Le nombre de moments très importants que j’ai pu vivre en jouant à des jeux vidéos augmente un peu plus chaque année.

Il y a celui-ci par exemple.

C’est l’histoire d’une fille qui a sauvé le monde. La victoire a eu un prix : la vie du garçon qu’elle aimait, qu’elle aime encore d’ailleurs. Parce qu’elle est sûre qu’il est vivant, encore, qu’elle va le retrouver. Il lui a appris à siffler entre ses doigts, alors parfois elle siffle, en espérant qu’il apparaîtra.

La fille parcourt le monde dans son vaisseau volant, elle combat l’injustice avec ses alliées, et parvient une fois encore à vaincre les forces qui menacent sa planète.

C’est la conclusion du jeu, la fille a battu le dernier méchant, elle se tient immobile dans un territoire à la frontière de la vie et de la mort. Elle bouge à peine, et la caméra s’éloigne tout doucement. Ce n’est pas une cinématique, c’est le modèle de la fille que j’ai contrôlé pendant ses aventures, je dois pouvoir accomplir une action.

Je ne fais rien.

J’ai peur de rater quelque chose, de casser un truc si je touche à la manette, pendant que les ténèbres tombent sur la scène. Je suis paralysé, je ne fais rien.

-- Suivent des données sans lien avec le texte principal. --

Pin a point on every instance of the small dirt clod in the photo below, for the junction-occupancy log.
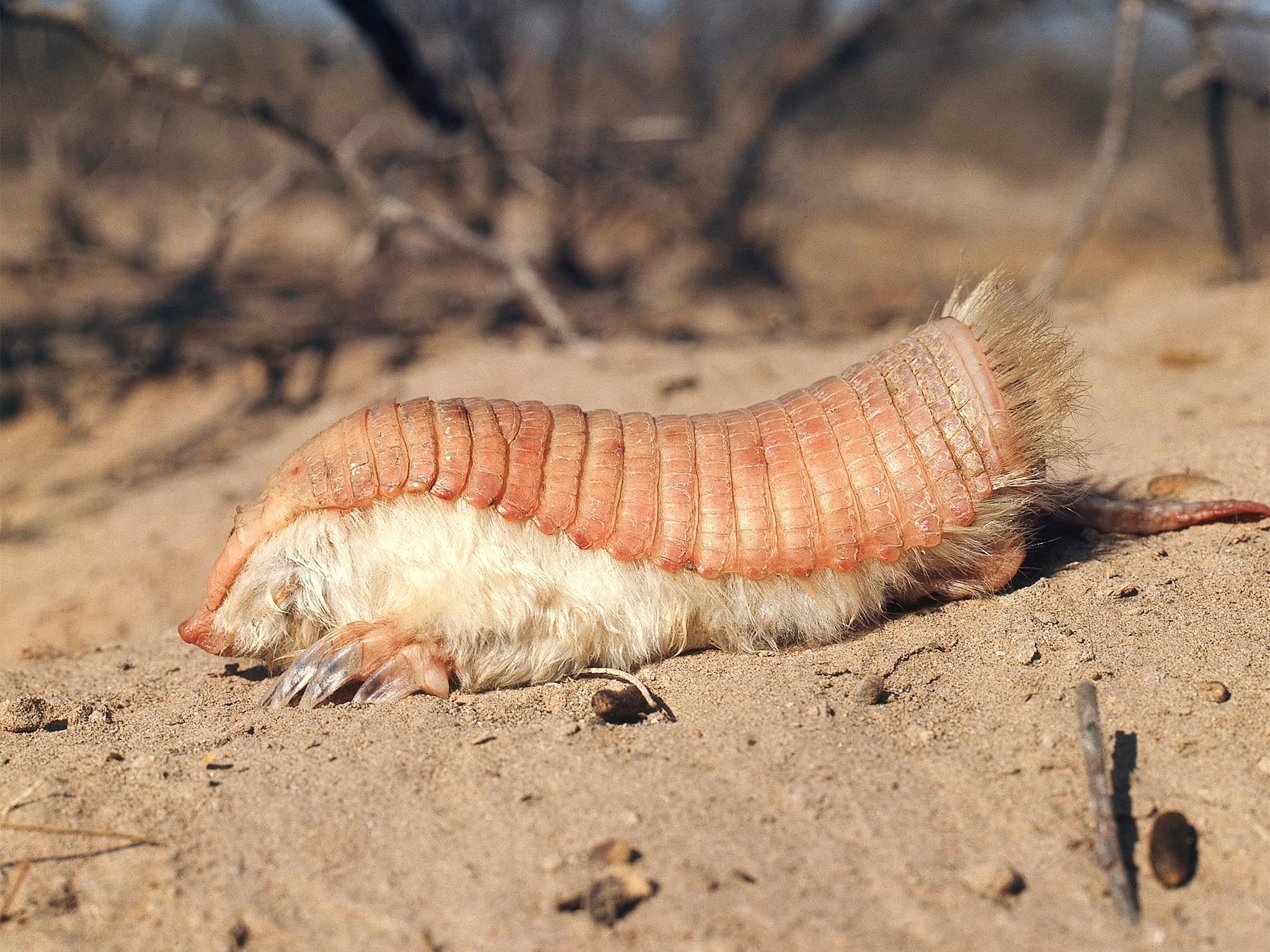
(1026, 651)
(613, 852)
(869, 690)
(993, 880)
(25, 714)
(1174, 850)
(1213, 691)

Et la séquence de fin commence, la fille a sauvé le monde. Elle est toute seule. Je n’ai rien fait, et à cause de ça, elle est toute seule.

Comme je suis dans un jeu vidéo, comme je peux, j’efface tout ça. Je lance une sauvegarde, je retourne au grand ciel étoilé où je n’ai rien osé faire et appuie sur un bouton, je ne sais pas lequel.
La fille porte les doigts à sa bouche et siffle. Siffle entre ses doigts. Et, enfin, le garçon réapparaît. Juste parce qu’elle l’a appelé juste parce qu’elle avait envie de le revoir.

Des frissons me parcourent l’échine. Parce que j’ai pu effacer ce qui, sans cesse, m’empoisonne la vie. L’immobilité. Pétrifié à l’idée de casser. À laisser la caméra s’éloigner, fondu au noir et fin amère.

Je ne sais toujours pas siffler entre mes doigts. Mais depuis, toujours, ma peur recule, quand dans mon esprit, je convoque la fille, je convoque Yuna qui le fait pour moi. Et fendille en une note perçante le miroir de l’immobile.